Les rebelles ont conquis Uvira, à la frontière avec le Burundi, moins d’une semaine après la rencontre à Washington entre les présidents du Congo et du Rwanda et le président américain Donald Trump. Lors de cette rencontre, ils avaient réaffirmé leur engagement envers l’accord de paix dit « Accords de Washington ».
Le secrétaire d’État américain, Marco Rubio, a déclaré samedi que les actions du Rwanda dans l’est du Congo violaient les Accords de Washington et s’est engagé à « prendre des mesures pour que les promesses faites au président soient tenues ».
Le Rwanda nie tout soutien au M23 et accuse les forces congolaises et burundaises d’être responsables de la reprise des combats.

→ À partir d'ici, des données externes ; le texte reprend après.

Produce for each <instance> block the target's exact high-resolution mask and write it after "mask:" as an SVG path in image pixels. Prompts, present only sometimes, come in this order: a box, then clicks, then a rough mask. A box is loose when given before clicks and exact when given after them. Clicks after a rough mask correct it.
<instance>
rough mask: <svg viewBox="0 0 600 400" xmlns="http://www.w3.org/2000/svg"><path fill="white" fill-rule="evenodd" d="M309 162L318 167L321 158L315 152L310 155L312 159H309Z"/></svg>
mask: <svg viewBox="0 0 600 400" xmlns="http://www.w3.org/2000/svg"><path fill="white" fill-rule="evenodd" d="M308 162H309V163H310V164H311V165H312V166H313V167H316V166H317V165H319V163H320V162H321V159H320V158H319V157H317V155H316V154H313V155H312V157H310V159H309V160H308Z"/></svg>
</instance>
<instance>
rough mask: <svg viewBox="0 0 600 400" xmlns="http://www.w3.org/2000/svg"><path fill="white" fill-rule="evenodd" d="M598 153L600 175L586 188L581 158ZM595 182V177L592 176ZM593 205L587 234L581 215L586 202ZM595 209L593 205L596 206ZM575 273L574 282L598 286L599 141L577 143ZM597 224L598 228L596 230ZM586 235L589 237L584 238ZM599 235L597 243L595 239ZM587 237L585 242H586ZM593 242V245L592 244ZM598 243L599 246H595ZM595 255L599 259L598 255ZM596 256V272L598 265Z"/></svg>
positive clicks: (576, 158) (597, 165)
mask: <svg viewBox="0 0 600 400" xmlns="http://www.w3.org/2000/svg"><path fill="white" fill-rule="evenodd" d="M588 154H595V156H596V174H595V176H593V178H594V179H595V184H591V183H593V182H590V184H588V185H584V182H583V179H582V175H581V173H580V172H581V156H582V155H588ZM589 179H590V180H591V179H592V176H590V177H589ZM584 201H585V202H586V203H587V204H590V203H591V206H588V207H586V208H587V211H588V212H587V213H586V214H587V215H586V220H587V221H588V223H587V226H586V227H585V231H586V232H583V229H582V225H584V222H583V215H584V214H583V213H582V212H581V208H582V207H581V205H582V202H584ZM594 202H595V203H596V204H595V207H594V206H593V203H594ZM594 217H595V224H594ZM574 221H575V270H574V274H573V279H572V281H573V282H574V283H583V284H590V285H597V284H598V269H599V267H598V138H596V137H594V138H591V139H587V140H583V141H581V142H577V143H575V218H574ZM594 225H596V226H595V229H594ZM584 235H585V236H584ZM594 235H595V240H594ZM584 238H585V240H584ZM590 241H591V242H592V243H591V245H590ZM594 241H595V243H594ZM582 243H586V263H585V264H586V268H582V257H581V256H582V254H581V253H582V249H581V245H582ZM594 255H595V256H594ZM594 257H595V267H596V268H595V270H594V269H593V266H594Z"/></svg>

Un rapport d’un groupe d’experts des Nations Unies, publié en juillet, indiquait que le Rwanda exerçait un commandement et un contrôle sur les rebelles.
Le retrait : une « mesure unilatérale de confiance »
Corneille Nangaa, chef de l’Alliance du fleuve Congo, un groupe insurgé dont fait partie le M23, a annoncé dans un message publié dans la nuit sur X que les rebelles allaient se retirer.
Il s’agissait d’une « mesure unilatérale visant à instaurer la confiance afin de donner au processus de paix de Doha les meilleures chances de succès », a-t-il déclaré.
Le M23 n’est pas partie prenante aux négociations menées sous l’égide de Washington, mais participe à des pourparlers parallèles avec le gouvernement congolais, organisés par le Qatar.